Cuando el Perú optó por dejar la matriz energética del petróleo decidió pasar al gas natural, pero debió pasar a la energía generada por hidroeléctricas. Y este despropósito ocurrió en un país que tiene en la Cordillera de los Andes un potencial ilimitado de generación de energía hidroeléctrica limpia con la fuerza del agua en lugar de quemar gas contra las prioridades ambientales.

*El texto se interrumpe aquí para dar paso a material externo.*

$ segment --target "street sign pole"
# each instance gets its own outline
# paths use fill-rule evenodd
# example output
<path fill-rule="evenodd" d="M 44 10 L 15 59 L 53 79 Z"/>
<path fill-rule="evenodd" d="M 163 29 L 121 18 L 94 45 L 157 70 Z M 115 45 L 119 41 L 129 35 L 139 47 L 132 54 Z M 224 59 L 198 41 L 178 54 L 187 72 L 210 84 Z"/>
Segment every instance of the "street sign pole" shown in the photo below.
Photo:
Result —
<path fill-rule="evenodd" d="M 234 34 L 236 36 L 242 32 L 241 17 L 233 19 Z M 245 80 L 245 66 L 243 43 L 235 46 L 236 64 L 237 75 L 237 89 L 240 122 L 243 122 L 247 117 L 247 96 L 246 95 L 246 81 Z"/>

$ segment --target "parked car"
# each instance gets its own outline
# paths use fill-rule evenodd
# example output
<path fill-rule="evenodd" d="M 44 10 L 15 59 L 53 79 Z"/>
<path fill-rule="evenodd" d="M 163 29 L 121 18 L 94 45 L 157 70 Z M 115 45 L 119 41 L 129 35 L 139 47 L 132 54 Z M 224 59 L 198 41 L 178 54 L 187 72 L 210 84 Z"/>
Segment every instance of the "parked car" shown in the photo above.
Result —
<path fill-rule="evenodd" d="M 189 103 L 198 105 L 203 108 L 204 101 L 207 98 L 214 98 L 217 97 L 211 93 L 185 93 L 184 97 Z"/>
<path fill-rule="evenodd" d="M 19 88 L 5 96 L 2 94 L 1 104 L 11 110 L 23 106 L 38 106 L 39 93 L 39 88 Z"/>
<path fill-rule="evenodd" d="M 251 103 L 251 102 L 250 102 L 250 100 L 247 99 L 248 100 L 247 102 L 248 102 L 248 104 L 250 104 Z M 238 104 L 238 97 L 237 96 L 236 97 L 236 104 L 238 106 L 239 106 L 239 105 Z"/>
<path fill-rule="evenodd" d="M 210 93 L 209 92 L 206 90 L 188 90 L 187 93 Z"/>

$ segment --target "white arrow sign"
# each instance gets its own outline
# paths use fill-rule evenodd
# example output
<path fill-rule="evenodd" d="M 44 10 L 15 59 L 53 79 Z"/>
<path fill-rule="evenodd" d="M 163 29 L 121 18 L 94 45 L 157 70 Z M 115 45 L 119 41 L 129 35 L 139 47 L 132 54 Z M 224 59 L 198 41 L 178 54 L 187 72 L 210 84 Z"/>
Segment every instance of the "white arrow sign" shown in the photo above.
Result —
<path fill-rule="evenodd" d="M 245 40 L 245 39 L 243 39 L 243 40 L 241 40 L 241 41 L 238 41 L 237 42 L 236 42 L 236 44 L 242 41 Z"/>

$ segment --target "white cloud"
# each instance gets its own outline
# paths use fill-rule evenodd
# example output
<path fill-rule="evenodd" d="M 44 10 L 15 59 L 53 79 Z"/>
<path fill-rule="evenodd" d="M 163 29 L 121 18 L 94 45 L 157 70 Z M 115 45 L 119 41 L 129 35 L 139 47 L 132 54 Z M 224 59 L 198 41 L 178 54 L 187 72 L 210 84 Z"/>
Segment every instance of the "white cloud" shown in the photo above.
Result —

En un acto de megalomanía y omnipotencia, el Estado peruano decidió crear un mercado que no existía para poder colocar lo que había decidido producir. Resolvió generar una oferta y crearle luego una demanda. No facilitó que la oferta respondiera a la demanda, sino que crear por acto de magia una demanda para la oferta que había decidido producir. Cual aprendiz de brujo, se creyó capaz de sustituir al mercado contra las leyes de la naturaleza. Esto por tiempo indefinido, además, hasta que algún día el negocio fuera rentable sin subsidio del Estado. Ese día no ha llegado hasta hoy.

¿Quién ha pagado todo este plan descabellado? Por años la economía peruana ha trasladado ese sobrecosto masivo a los precios finales. Pero eso pasó inadvertido en una economía en crecimiento. Hoy que el crecimiento ha sido dinamitado y la inflación está de regreso, pagamos caro este fracaso monumental.